Des ordres en corse de Jean-Noël : depuis plusieurs mois, on sait que des écoutes téléphoniques prouvent que Jean-Noël Guérini a prévenu Alexandre dès le 27 avril 2009 de l'ouverture d'une enquête. Ce jour-là, craignant d'être espionnés, les deux frères parlent pour partie en corse. La traduction de ces conversations a été versée cet été au dossier et apporte des éléments nouveaux. On apprend ainsi qu'alerté par un mystérieux informateur qui participe à un voyage officiel de Nicolas Sarkozy à Madrid, le président PS du CG 13 sait que les investigations ont été déclenchées par des "lettres anonymes" et portent sur des "marchés" publics.
Très inquiet, il conseille aussitôt à Alexandre la plus grande prudence : "Fé atenzione au buro qui le dizianu la tiza mai". Traduction : "Fais attention au bureau que . euh , on ne sait jamais". Son frère ne comprenant pas le sens du message, il se fait alors plus directif. "Dibarassa a duto !" : "Débarrasse tout !" Quelques instants plus tard, Alexandre Guérini ordonnera à son bras droit de faire le ménage dans les locaux de sa société. Encore plus incroyable, Jean-Noël Guérini indique que celui qui l'a prévenu en aurait discuté avec "la ministre de la Justice", à l'époque Rachida Dati (UMP). Il explique qu'il en saura plus le lendemain, devant rencontrer son "ami" à Paris : "Il arrive de l'aéroport et de l'aéroport, il vient me voir".

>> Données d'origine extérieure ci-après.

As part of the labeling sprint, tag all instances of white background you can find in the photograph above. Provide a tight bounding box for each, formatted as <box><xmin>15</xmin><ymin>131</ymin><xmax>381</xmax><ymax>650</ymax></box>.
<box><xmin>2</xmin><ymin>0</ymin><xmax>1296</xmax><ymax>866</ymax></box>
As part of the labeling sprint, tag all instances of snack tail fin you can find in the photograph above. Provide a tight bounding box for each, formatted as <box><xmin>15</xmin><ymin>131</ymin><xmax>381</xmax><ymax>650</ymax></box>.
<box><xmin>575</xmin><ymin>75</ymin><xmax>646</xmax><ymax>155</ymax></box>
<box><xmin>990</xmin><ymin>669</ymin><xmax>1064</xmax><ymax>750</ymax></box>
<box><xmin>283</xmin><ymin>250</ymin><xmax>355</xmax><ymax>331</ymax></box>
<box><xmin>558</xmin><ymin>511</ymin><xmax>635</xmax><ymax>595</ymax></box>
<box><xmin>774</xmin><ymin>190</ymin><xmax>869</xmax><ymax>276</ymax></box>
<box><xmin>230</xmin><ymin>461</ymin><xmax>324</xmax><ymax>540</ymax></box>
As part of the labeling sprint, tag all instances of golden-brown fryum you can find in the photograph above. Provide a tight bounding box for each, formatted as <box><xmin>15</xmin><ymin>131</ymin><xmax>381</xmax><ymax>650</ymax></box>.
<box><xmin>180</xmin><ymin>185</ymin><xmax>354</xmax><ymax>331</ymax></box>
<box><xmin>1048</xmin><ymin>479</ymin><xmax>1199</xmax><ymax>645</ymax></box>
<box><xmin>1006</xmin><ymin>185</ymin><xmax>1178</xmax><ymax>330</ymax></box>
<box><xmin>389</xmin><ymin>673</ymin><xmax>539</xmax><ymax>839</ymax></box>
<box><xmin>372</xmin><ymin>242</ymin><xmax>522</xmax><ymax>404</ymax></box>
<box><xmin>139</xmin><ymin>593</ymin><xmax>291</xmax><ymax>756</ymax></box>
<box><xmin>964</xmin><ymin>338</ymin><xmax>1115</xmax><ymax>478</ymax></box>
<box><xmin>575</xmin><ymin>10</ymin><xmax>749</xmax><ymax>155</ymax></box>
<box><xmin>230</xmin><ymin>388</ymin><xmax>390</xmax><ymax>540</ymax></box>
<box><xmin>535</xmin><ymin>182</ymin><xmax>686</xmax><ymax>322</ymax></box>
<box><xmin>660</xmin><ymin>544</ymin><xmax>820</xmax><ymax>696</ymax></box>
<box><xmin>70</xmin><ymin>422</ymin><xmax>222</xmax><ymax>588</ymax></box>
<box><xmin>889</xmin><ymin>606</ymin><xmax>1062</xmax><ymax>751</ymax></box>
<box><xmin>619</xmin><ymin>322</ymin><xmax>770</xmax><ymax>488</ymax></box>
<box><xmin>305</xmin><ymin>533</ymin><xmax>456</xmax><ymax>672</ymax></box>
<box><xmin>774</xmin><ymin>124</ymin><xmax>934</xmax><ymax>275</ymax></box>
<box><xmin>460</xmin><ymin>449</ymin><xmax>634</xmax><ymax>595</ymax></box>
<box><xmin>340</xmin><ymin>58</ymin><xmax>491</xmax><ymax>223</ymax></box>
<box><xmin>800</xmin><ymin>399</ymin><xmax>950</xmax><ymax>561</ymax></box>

Dernière information échangée en corse, Jean-Noël Guérini assure que ce sont des enquêteurs marseillais qui conduiront les investigations, ce qui semble rassurer les deux frères. Le contact de l'élu socialiste se serait même employé à éviter "que l'opération se fasse de Paris". Faut-il en conclure qu'ils imaginaient bénéficier de protections locales, sans doute au sein de la police ? Si tel était le cas, cette précaution n'aura servi à rien : l'enquête avait été confiée par le juge Duchaine aux gendarmes. Reste à savoir qui était la "taupe" des Guérini : plusieurs indices conduisent vers Bernard Squarcini, le patron du contre-espionnage. Lequel a juré du contraire à plusieurs reprises.